The “Three Intentful Corrections,” mentioned in my last post, are an essential starting point for every Qigong practice session.

We align ourselves with the forces of heaven and earth, take some deep abdominal breaths and stay present with whatever arises in the present moment.

Proper alignment means having spine erect but relaxed, knees slightly bent, head centered, and shoulders straight but relaxed. The theory is that energy flows more smoothly in a straight line, so the better your posture, the more efficient your chi flow.

Good posture may not be a cure all, but it does help correct bad habits that often lead to chronic aches, pains and fatigue.

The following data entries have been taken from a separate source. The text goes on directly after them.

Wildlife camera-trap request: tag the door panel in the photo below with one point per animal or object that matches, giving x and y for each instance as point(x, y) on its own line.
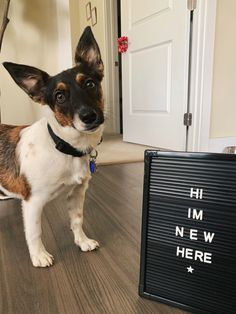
point(155, 72)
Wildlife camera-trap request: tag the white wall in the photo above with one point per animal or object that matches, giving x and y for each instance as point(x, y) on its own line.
point(38, 34)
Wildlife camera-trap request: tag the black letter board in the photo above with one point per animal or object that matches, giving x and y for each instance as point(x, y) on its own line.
point(188, 249)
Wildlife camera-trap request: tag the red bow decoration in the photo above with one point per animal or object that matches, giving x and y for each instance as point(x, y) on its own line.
point(122, 44)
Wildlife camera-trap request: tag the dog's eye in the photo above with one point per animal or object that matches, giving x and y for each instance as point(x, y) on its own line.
point(60, 97)
point(90, 84)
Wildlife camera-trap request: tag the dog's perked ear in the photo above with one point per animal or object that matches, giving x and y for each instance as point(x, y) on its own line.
point(30, 79)
point(88, 50)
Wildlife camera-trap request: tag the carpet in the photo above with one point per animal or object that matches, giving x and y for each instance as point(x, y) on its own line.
point(113, 150)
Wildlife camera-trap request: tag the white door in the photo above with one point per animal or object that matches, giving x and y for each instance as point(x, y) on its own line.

Thursday, August 4th, 2011

There are thousands of forms of Qigong and Tai Chi, but just a few core principles that are common to all.  The most basic are what my main teacher, Roger Jahnke,  calls the “Three Intentful Corrections.” They are: allignment, mind/consciousness, and breath.

The first one I want to talk about is breath.  Just taking a few deep abdominal breaths is almost guaranteed to make you feel more relaxed and able to focus, calmly, on the present moment.  Too often in our daily lives we tend to breathe in a shallow way.  This deprives the body of the fuel it needs for cell repair, and increases the mental and physical effects of stress.

Taking a few deep, full breaths periodically throughout the day can produce significant health benefits and enhance your overall feeling of well being — even if you don’t have a regular Qigong practice.